China’s Baidu to Acquire Mobile App Firm for $1.9 Billion
The Internet search giant, known as China's Google, expands its reach in the mobile phone market via the planned purchase of 91 Wireless.
HONG KONG – China’s leading online search provider Baidu has moved to strengthen its presence among mobile phone users, unveiling that it has agreed to take over mobile app store operator 91 Wireless in a deal estimated to be worth $1.9 billion.
In a statement on Tuesday, Nasdaq-listed Baidu announced it would acquire a 57.41 percent majority stake in the company, presently owned by Hong Kong-listed NetDragon Websoft.

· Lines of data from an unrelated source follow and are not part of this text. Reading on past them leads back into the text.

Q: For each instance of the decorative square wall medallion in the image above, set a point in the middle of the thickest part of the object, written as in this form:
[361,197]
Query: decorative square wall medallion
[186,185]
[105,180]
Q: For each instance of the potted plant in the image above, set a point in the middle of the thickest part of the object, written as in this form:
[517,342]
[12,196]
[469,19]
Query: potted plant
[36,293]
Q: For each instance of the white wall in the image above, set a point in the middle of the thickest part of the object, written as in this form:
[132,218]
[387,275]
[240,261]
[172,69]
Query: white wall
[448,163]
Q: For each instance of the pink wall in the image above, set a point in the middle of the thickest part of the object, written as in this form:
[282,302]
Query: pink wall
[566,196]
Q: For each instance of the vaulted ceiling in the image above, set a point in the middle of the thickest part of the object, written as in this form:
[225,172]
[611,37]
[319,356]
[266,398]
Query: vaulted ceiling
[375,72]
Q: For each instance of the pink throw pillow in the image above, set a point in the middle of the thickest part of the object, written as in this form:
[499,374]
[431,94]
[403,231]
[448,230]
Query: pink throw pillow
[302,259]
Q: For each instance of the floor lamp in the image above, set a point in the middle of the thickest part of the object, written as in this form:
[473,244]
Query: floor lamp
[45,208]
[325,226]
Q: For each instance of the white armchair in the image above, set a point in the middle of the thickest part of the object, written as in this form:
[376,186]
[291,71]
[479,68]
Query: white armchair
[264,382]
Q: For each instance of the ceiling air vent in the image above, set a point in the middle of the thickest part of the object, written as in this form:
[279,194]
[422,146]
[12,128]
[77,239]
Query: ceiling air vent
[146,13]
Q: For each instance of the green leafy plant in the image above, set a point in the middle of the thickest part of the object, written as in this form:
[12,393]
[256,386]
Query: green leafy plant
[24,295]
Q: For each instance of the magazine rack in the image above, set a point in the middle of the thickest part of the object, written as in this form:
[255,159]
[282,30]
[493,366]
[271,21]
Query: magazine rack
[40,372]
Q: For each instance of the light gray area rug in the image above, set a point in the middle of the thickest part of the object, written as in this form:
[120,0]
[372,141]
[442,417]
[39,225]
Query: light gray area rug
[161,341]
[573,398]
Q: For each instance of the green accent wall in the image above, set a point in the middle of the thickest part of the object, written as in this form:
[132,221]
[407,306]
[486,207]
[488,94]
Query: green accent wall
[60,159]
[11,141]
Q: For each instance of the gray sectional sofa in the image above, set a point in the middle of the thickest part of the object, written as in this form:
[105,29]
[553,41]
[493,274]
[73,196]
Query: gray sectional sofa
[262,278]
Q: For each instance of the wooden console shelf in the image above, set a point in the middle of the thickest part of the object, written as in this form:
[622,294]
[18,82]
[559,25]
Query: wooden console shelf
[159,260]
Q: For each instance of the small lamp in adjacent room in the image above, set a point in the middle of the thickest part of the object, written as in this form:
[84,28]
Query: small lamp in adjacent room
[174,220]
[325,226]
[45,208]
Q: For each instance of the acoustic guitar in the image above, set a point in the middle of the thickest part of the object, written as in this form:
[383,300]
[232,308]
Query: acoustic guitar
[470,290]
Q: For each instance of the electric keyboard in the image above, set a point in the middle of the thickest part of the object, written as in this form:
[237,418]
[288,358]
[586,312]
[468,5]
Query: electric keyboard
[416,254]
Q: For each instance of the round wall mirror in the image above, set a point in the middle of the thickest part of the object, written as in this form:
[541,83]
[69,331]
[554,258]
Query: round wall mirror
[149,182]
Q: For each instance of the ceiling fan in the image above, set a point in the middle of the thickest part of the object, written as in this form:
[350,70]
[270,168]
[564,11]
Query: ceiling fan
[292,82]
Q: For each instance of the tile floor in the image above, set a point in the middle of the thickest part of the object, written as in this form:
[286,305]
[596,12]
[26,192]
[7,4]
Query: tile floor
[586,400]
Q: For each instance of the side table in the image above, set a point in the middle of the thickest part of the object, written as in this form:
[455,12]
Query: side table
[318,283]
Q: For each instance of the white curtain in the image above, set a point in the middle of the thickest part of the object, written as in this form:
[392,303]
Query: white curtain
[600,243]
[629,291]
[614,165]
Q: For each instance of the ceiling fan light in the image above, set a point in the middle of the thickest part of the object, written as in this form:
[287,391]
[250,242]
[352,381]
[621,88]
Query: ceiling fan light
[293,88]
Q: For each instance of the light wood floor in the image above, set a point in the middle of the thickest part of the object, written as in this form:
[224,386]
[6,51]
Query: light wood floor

The company, sometimes referred to as China's Google, also said it “intends to purchase the remaining equity interests in 91 Wireless from other shareholders based on terms and conditions similar to those offered to NetDragon.”
The deal is believed to be Baidu's biggest acquisition ever.
Baidu had an 82 percent share of online searches via desktops in China as of March 31, but its mobile app reached only 9 percent of the nearly 1.2 billion wireless subscribers in the country, according to Bloomberg News.
The deal will see Baidu acquiring what NetDragon has described, using statistics from research firm iResearch, as the biggest third-party distribution platform of smartphone apps in China. 91 Wireless’ apps marketplace has generated 10 billion downloads since the company was founded in 2007.
The deal signals a heightened focus among China’s Internet service providers on gaining a foothold in the country’s vast market of mobile users. Baidu’s move follows e-commerce giant Alibaba’s recent investment in online portal Sohu.com.
Baidu in May acquired the online video business of Internet video provider PPS for $370 million.